Normally I would end the diary here, as well. But I couldn't resist passing on this blog posting that helped inspire me to start the Thursday Classical Music series. It was a blog post on Broadstreet Review about Mozart's Jupiter, analyzing ONE TINY THING about the Jupiter finale, comparing it to a Bobby Fischer chess move. And it wasn't the coda. It was that final magical little chord that brought us back to C major at the end of the development. (3:02 to 3:07 in our clip).
http://www.broadstreetreview.com/...
Much from little: the challenge Mozart set for himself
One of the tasks Mozart seems to have set for himself in this development was to see how many different keys he could cover in the least amount of time while using this minimal amount of material. At the very end of the development, Mozart uses an augmented sixth as a way of linking two crucial dominant seventh chords, thus bringing off one of the greatest magic tricks in all of music. The rabbit that Mozart pulls out of his hat is the tonic, the home key, in the form of that embellished major scale, restored to its original form.

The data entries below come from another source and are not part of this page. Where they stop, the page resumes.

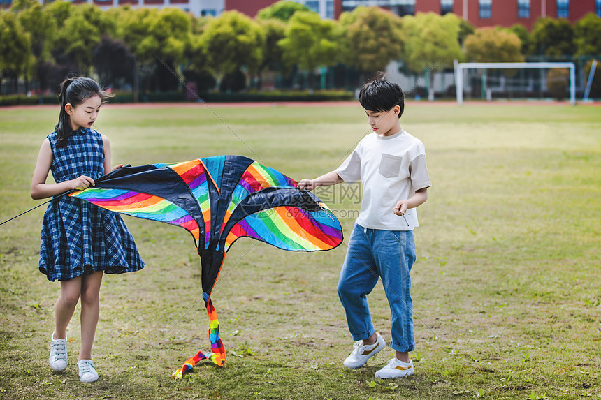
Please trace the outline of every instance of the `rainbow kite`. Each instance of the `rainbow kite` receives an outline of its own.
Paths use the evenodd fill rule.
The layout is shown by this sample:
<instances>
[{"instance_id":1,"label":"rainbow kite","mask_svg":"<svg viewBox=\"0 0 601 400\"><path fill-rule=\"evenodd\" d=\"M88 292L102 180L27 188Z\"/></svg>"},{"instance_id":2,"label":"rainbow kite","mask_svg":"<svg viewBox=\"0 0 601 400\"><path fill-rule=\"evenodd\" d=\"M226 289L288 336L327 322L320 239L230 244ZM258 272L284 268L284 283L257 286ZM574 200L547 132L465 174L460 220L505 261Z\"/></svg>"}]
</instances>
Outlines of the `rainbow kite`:
<instances>
[{"instance_id":1,"label":"rainbow kite","mask_svg":"<svg viewBox=\"0 0 601 400\"><path fill-rule=\"evenodd\" d=\"M183 228L202 265L203 298L210 319L212 353L199 351L173 378L210 359L222 366L225 349L211 292L225 253L239 237L291 251L330 250L342 242L340 223L314 195L273 168L239 156L175 164L126 166L69 195L99 207Z\"/></svg>"}]
</instances>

Here are the details of how he does it. [...]
I imagine it might be boring after a while hearing people talk about how brilliant Mozart is, how brilliant his music is, all the dumb geeky hero worship. Remember Salieri at the beginning of the Oscar winning film, Amadeus? When he passes by a room where a Mozart Sinfonia is being performed, and he thinks he hears "the voice of God."
Well, I can perfectly well understand how Mozart seems bland to many people at first. It did to me. But as I said before, the magic of Mozart is in the details. And you don't need somebody like me to analyze it for you to appreciate them. I do this because I can't resist doing it. Believe me, I've pissed off people before ranting about Mozart or Mahler this way. All of this is there, though, in the music, in the sound that reaches your ears. You don't need to see it on paper, you don't need to have me cut it up tic-tac-toe for you, to experience that moment of divine grace. It's all there to be heard, if you listen for it. I can't say that about all music. Most music is rather shallow, entertaining you with what's on the top, but with nothing underneath to keep you listening to it for years, discovering new things. This is music that you get to live with for the rest of your life, that becomes part of you. The Jupiter Symphony is a part of whatever it is that makes Dumbo Dumbo.